« Réincarnation »
Autrefois, j’ai été un vieillard. Quand je dis autrefois, je veux dire avant cette nouvelle existence. Me voilà fœtus dans mon eau, mais je sais qu’il y a quelques années, je me cachais sous ma barbe broussailleuse, recourbé sur ma canne. Je ne me rappelle pas du reste de mon ancienne vie, ma vieillesse a tellement duré… Je croyais que jamais la mort ne m’attraperait, j’essayais de guetter sa venue, pour pouvoir enfin l’embrasser, me livrer à elle, mais jamais, jamais, jamais je ne l’apercevais. Pas une chute, pas une brûlure, pas une attaque cardiaque. Seulement mes guiboles qui s’amincissaient. Et le tic-tac qui résonnait dans le salon désert. Pendant au moins vingt-cinq ans, j’ai entendu, seul, résonner ce tic-tac dans mon salon désert. Et à chaque seconde, je me demandais : « Quand ? » J’ai été tellement lassé de l’attendre, la grande faucheuse, que je me suis mis à lui parler. Oui, j’en avais marre de parler seul, de parler à la chaise en travers de mon chemin ou au téléphone qui ne sonnait presque plus. Je me sentais seul, et je voulais partir. C’est là que j’ai pensé à ces histoires de réincarnation. Je ne sais pas d’où ça m’est venu, ça doit remonter à la période de ma jeunesse dont je n’ai qu’une vue brouillée. Ai-je été beau garçon ? Je ne saurais même pas le dire. Il me semble que ma vie a été bien remplie, et tranquille à la fois. En tous cas, c’est vers les quatre-vingt-quinze que j’ai entamé mon dialogue avec la Mort.
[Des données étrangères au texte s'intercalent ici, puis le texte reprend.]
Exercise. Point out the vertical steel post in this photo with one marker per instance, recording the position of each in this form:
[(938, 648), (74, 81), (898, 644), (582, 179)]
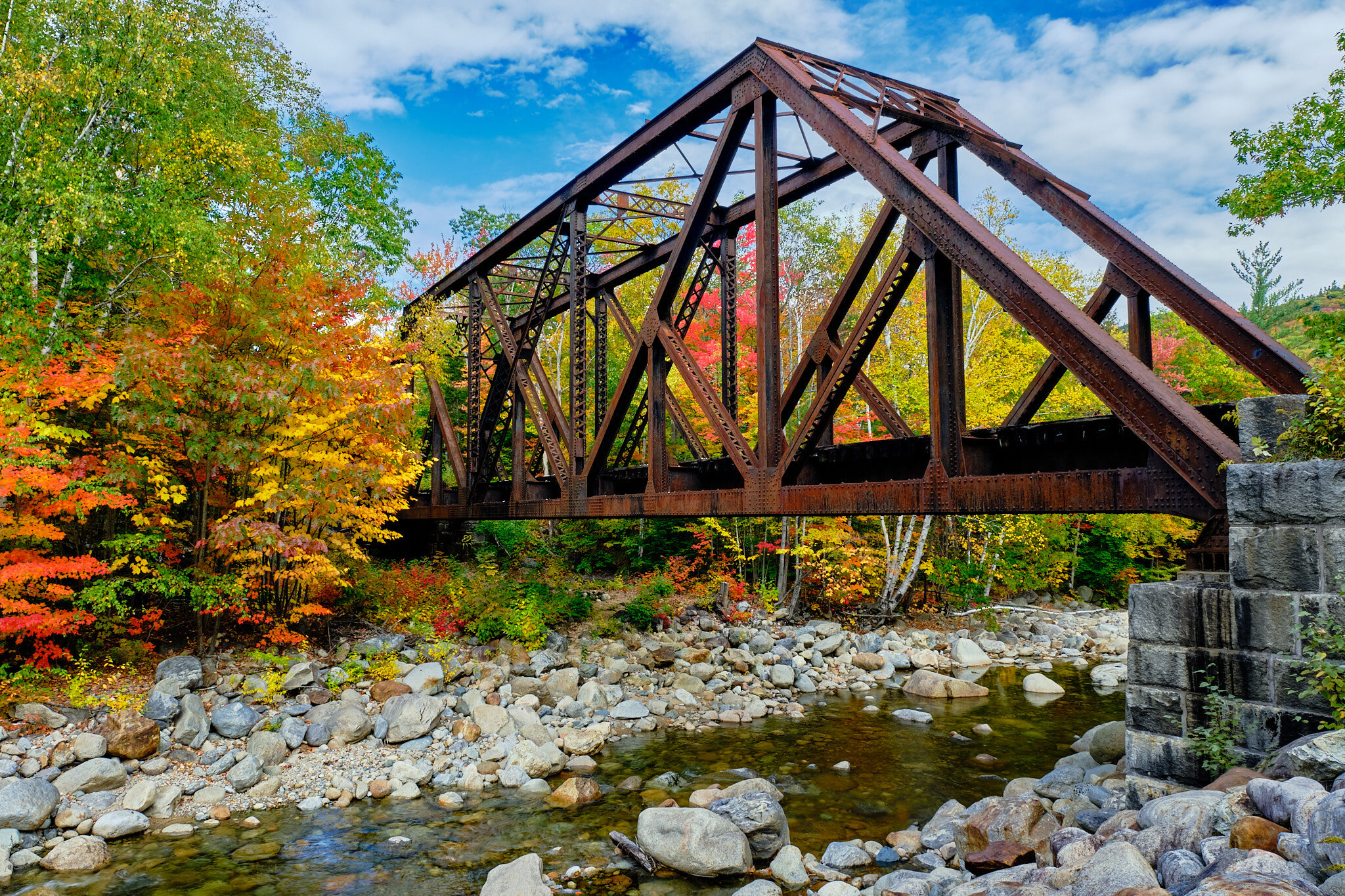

Au début, je l’appelais, je la suppliais de venir me prendre, en vain. Et puis, un jour, j’ai émis un souhait à voix haute, sans m’adresser forcément à Elle. Je désirais une autre vie, mais plus celle-ci, qui m’ennuyait trop. C’est là que j’ai senti sa présence pour la première fois. Il y a eu comme un léger courant d’air dans la pièce, une odeur fumée que je n’avais jamais sentie de toute ma vieillesse. J’avais la certitude que c’était Elle. Alors, je l’ai rappelée. Pendant des mois, rien de plus. Je commençais à désespérer à nouveau, je mangeais de moins en moins, espérant que la faiblesse m’achèverait sans que je ne souffre trop. Toujours en vain.
C’est là que tout a vraiment commencé. Elle ne venait pas encore ? Soit. J’allais entamer mon projet de seconde vie, si tant est que je n’en aie pas eues d’autres auparavant. J’ai pris le crayon et le carnet près du téléphone, et je me suis mis à écrire dedans. Je griffonnais des tableaux et des schémas, des phrases sans queue ni tête, pour me donner des idées. En quoi pourrais-je me réincarner ? J’ai d’abord éliminé les arbres, pensant que ma vie future ressemblerait trop à ma vieillesse. Puis les fleurs, estimant qu’elles mouraient trop jeunes. Les animaux ? Il y en avait tellement ! Je pensais à une panthère, ou un lynx, quelque chose de vif, sauvage. Mais lorsque je passais devant le miroir et voyait cette barbe hirsute et mes vieilles guiboles, l’idée me paraissait toujours plus saugrenue. J’ai finalement opté pour un humain. Par facilité, peut-être, mais parce qu’après tout, c’est ce qui me ressemble le plus.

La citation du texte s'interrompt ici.